How refusing the sale on the first sales call led to a six-month weekly contract for a 4 x 10!

This small ad was what the
restaurant was running in
the competition and they weren't
interested in running with our client.
A couple of days ago, an ad rep at a New York daily newspaper sent me details of a huge sale he made recently to a Japanese restaurant using our Response Oriented Selling system.

It all began just before before his newspaper hired me. He saw the ad on the left running in a competitive publication and decided to stop in. "We're already doing a lot of advertising elsewhere and we don't want to do anymore," they said.

After learning our techniques, the salesperson decided to re-approach them and ended up getting them on a six-month contract for a 4 col. x 10" ad, once every week: a huge increase and they're getting a great response.

The most interesting thing about this sale isn't the size or even how well the ad worked, but how much larger it became by the ad rep's refusal to close it on the very first Response Oriented Selling meeting, even though the prospective advertiser quickly began showing interest in running.

After first succeeding in stopping the prospect from thinking about how to get rid of him, the ad rep moved on to converting the upfront stalls and objections over to what really mattered to the restaurant owner – response. He quickly drew the new response approach out of the prospect, and the prospect was so won over that he was ready to start running something.

Our techniques not only helped the ad rep sell the restaurant into his
publication, but taught the ad rep to wait until the second meeting, when
the prospect was able to understand why the right strategy would
work better, before talking size and frequency.
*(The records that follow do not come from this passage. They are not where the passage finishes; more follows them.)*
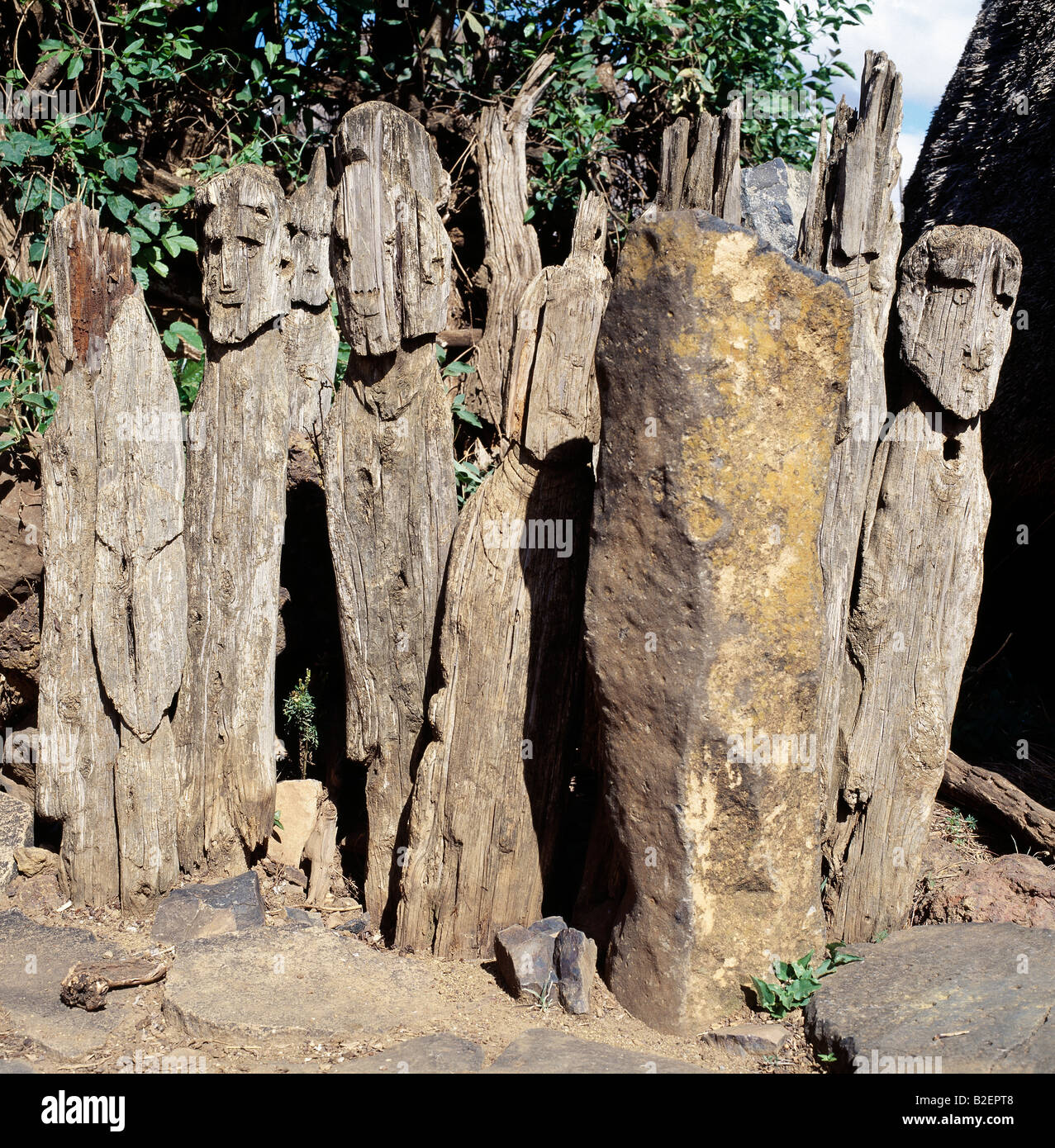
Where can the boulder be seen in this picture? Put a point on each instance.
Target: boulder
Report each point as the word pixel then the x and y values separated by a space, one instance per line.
pixel 297 804
pixel 964 998
pixel 574 962
pixel 206 910
pixel 740 1039
pixel 525 959
pixel 1017 889
pixel 17 832
pixel 772 199
pixel 722 367
pixel 32 861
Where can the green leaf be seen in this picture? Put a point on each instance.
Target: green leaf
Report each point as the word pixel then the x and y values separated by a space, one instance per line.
pixel 188 334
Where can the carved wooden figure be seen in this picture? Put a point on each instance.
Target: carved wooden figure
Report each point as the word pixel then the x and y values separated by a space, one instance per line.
pixel 849 232
pixel 311 336
pixel 114 641
pixel 387 450
pixel 489 790
pixel 920 581
pixel 235 510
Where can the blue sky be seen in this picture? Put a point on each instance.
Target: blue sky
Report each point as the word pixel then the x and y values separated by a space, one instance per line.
pixel 925 39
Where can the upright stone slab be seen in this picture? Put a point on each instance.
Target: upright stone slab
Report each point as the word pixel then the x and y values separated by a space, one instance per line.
pixel 387 456
pixel 920 572
pixel 721 368
pixel 235 511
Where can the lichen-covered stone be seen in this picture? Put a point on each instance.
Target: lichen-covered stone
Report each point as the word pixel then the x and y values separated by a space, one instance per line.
pixel 722 365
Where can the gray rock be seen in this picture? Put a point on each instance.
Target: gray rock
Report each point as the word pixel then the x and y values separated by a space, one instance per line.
pixel 740 1039
pixel 772 199
pixel 283 986
pixel 207 910
pixel 979 997
pixel 574 961
pixel 547 1051
pixel 549 926
pixel 33 960
pixel 17 832
pixel 297 916
pixel 357 927
pixel 441 1054
pixel 525 959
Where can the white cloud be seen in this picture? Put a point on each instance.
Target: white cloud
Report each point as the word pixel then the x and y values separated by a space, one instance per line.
pixel 925 41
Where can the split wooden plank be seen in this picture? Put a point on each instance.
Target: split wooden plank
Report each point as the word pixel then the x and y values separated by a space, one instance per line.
pixel 235 510
pixel 489 791
pixel 311 335
pixel 115 641
pixel 387 451
pixel 511 258
pixel 849 232
pixel 920 581
pixel 1000 800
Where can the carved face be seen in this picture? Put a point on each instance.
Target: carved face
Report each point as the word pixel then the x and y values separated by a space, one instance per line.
pixel 246 270
pixel 958 291
pixel 389 253
pixel 310 220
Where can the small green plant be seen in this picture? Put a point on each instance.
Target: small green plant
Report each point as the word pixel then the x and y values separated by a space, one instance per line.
pixel 298 713
pixel 797 982
pixel 958 828
pixel 544 999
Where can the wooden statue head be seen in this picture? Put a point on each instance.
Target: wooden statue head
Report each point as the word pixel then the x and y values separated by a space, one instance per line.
pixel 310 220
pixel 955 299
pixel 389 253
pixel 246 268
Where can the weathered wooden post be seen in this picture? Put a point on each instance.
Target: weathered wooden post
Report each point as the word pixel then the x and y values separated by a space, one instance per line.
pixel 721 368
pixel 311 338
pixel 920 581
pixel 489 790
pixel 511 256
pixel 235 510
pixel 387 451
pixel 849 232
pixel 112 641
pixel 709 173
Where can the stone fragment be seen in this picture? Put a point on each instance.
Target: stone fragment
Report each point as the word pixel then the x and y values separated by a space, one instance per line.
pixel 772 197
pixel 297 805
pixel 964 998
pixel 525 959
pixel 574 962
pixel 17 832
pixel 32 861
pixel 547 1051
pixel 1015 889
pixel 206 910
pixel 33 960
pixel 439 1054
pixel 721 367
pixel 740 1039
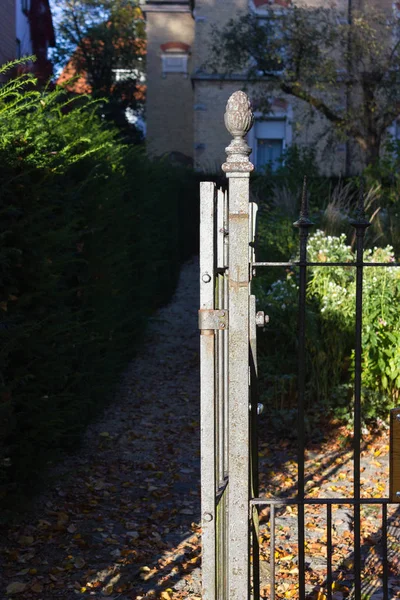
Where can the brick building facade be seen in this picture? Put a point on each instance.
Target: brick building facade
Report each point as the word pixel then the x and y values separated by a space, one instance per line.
pixel 185 103
pixel 26 28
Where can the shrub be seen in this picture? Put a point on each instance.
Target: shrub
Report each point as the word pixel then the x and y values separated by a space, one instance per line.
pixel 92 238
pixel 330 333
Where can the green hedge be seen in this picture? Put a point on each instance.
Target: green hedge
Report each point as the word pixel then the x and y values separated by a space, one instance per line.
pixel 92 238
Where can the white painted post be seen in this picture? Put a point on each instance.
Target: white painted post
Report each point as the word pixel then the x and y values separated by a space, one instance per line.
pixel 238 121
pixel 207 395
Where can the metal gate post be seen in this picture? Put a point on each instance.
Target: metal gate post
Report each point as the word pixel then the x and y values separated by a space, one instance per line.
pixel 238 121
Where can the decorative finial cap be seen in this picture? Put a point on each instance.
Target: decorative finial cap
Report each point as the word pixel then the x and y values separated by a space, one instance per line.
pixel 239 116
pixel 239 120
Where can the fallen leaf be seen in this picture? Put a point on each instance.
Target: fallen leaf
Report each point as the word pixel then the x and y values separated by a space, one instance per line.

Both the approach
and the ad worked, generating revenue for the paper and the prospect.
But instead of proceeding to quote rates and talk sizes, the ad rep stuck to our approach, understanding that more significant money was waiting, as well as a more successful, long-term advertiser, if he came up with an effective ad using our system.

The ad rep followed our proven techniques and gathered information about the restaurant's business, competition, and target customers, returned to the office, applied our step-by-step logical process to creating an effective ad strategy, handed it off to a designer to make it look better (that's all you should be asking of them, as we say), and returned with a bigger, better ad, ready to explain the logic behind it and show why the ad would work.

By the end of the presentation, the restaurant owner understood the significant revenue that could come in from the ad and the newspaper and why it needed to be the larger size and frequency. Because the ad rep had, in effect, proven that spending serious money would not be a risk, the restaurant owner signed the six-month contract for the 4 col. x 10" ad (at right).

The first day the ad ran, the ad rep called to check on how things were going. "I can't talk now," the owner said. "I've already had three calls."